A possible function that takes samples with the maximum size of the R

library(bit64)
rmultinom2 <- function(size, prob){

  n <- size %/% 1000000000L
  resto <- size %% 1000000000L

  amostra <- rmultinom(n = as.integer(n), size = 1000000000L, prob = prob)
  amostra_resto <- rmultinom(n = 1, size = resto, prob = prob)

  return(rowSums(cbind(amostra, amostra_resto)))
}

Repeating experiment 100x

amostra <- plyr::ldply(1:100, function(x, size, prob) {
  rmultinom2(size, prob)
}, size = as.integer64("10000000000"), prob = c(1,2,4,5)
)

I think the big balcony here is to use the package bit64 which supports larger integers and take several samples independently to then add up. It is possible that it is also necessary to transform the lines of the amostra (inside the function) in large integers so that the sum also does not explode.

Now, if lenght(prob) is bigger than the whole largest, I don’t know.

  • Yes, yes, this is the definition of the multinomial distribution.
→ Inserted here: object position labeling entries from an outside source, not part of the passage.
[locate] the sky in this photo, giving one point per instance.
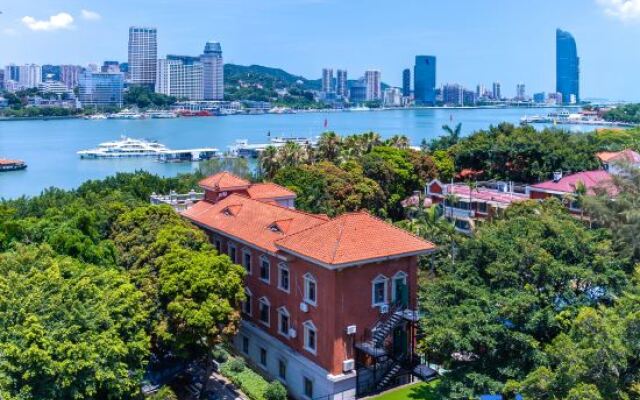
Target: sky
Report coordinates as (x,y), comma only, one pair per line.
(475,41)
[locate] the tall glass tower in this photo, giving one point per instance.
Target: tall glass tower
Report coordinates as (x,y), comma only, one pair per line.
(424,80)
(567,67)
(143,55)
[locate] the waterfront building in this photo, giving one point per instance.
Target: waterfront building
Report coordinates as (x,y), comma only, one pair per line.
(496,92)
(406,82)
(110,66)
(181,77)
(374,85)
(521,94)
(453,94)
(212,72)
(69,75)
(342,83)
(100,89)
(327,80)
(30,76)
(358,92)
(331,304)
(471,205)
(392,97)
(143,55)
(567,67)
(424,80)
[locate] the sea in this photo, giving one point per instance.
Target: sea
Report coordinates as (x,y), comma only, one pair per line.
(49,147)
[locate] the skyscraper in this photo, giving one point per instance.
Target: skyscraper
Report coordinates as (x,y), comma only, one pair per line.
(212,71)
(406,82)
(373,83)
(424,80)
(496,92)
(181,77)
(143,55)
(327,80)
(100,89)
(567,67)
(342,85)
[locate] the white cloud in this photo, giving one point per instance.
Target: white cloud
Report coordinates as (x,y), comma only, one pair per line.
(59,21)
(90,15)
(624,10)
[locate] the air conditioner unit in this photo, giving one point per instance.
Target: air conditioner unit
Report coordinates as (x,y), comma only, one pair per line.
(348,365)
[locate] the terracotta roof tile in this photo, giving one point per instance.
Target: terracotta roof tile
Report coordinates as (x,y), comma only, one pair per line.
(269,191)
(353,238)
(223,181)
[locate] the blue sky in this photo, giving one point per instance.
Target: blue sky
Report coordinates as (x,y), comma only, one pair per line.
(476,41)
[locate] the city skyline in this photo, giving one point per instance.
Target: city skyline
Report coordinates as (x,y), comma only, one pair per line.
(513,50)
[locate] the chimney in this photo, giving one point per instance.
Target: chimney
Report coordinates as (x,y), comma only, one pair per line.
(557,176)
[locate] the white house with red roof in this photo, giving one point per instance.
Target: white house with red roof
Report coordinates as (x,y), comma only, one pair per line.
(331,302)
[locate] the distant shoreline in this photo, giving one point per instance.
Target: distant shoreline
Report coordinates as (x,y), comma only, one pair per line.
(328,110)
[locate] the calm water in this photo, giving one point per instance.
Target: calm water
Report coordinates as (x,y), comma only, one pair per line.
(49,147)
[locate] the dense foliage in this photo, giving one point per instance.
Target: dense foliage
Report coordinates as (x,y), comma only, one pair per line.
(93,281)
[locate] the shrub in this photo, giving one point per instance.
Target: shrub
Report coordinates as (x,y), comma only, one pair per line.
(275,391)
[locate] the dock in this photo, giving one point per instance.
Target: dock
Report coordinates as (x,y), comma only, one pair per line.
(11,165)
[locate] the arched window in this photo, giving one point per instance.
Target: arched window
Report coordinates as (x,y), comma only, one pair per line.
(310,289)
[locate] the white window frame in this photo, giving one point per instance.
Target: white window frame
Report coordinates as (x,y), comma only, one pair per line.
(264,258)
(398,275)
(309,325)
(265,301)
(249,301)
(282,311)
(249,269)
(281,267)
(379,279)
(310,278)
(231,245)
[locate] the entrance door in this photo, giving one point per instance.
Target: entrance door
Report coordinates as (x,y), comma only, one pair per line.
(401,292)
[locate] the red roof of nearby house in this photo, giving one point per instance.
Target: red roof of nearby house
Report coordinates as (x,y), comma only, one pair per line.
(591,180)
(353,238)
(223,181)
(350,238)
(627,155)
(269,191)
(250,220)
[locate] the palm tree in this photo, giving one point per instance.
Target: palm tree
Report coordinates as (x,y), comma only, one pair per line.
(269,162)
(329,146)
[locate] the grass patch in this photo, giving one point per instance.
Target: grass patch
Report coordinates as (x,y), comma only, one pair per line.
(418,391)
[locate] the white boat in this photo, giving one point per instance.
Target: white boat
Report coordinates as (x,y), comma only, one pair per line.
(125,147)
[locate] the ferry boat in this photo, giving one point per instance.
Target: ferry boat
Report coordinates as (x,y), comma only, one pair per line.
(11,165)
(125,147)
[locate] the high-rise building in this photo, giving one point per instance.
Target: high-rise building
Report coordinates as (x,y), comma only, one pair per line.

The length(prob) it won’t be a problem for me, because it is fixed as 3. I checked your function here and, in my tests, it stopped overflowing in cases where this occurred.

  • 1

    Good! I think it will give problem if the size is > 1000000000L 2 It makes sense to do the tests independently and then add right?

  • It makes perfect sense because they are independent draws. One way to check this is to run your function amostra a large number of times (say 100000 instead of 100) for a smaller size value. Here runs the original version of rmultinom for the same replication values, size and size. If category estimates match what has been defined in prob, everything will be all right. I circled here and everything hit as it should.